New sights and new attempt to back tension ! Should be a interesting year !!!


----------



## dh1 (Dec 16, 2004)

Can't wait till tomorrow


----------



## FiFi (Dec 4, 2002)

New Xbow all sighted in see you at 9 am


----------



## Bigjono (Apr 21, 2009)

Are these tournaments or just fun shoots?


----------



## FiFi (Dec 4, 2002)

there all fun aren't they


----------



## Bigjono (Apr 21, 2009)

FiFi said:


> there all fun aren't they


Well yes but you know what I meant Lol. Is it a tournament or just a turn up shoot and leave thing?


----------



## f7 666 (Nov 26, 2009)

Ah man this is awsome I was just gonna Google and see if there was any indoor shoots in my area and holy crap I came across this thread lol.


----------



## kwboom (Oct 28, 2012)

f7 666. Where you from? If you are in Essex County there is a few places indoors to go.


----------



## Maxtor (Jan 7, 2007)

Bigjono said:


> Well yes but you know what I meant Lol. Is it a tournament or just a turn up shoot and leave thing?

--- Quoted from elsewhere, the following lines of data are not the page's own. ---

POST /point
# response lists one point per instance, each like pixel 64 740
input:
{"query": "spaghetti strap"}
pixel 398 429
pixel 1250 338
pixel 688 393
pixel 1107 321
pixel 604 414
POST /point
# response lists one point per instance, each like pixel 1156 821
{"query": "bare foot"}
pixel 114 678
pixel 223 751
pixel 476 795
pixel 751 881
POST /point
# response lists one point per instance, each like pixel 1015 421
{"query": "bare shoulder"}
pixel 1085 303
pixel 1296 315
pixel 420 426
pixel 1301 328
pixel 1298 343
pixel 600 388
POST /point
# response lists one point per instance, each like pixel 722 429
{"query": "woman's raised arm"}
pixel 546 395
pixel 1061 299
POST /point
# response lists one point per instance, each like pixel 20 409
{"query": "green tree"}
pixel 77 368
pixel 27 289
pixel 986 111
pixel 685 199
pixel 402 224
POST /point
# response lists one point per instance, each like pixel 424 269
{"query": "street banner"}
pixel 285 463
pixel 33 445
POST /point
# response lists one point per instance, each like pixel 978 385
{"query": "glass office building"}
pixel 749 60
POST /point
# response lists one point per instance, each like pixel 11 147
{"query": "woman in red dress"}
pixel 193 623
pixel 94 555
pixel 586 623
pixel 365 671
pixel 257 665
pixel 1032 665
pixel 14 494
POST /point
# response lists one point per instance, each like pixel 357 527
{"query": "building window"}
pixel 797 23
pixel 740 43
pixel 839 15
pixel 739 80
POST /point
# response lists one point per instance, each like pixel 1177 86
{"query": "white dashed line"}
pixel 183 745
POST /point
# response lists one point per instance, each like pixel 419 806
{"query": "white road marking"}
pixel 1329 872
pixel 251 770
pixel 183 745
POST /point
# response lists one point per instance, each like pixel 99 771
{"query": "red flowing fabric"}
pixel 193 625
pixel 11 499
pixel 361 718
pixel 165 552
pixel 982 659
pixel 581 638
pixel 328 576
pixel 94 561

 they're just a turn up shoot and leave bigj.


----------



## f7 666 (Nov 26, 2009)

kwboom said:


> f7 666. Where you from? If you are in Essex County there is a few places indoors to go.


I'm from the wyoming area


----------



## Bigjono (Apr 21, 2009)

Maxtor said:


> they're just a turn up shoot and leave bigj.


Thank you


----------



## dh1 (Dec 16, 2004)

Hey f7 666 ur not far from me. I'm in watford


----------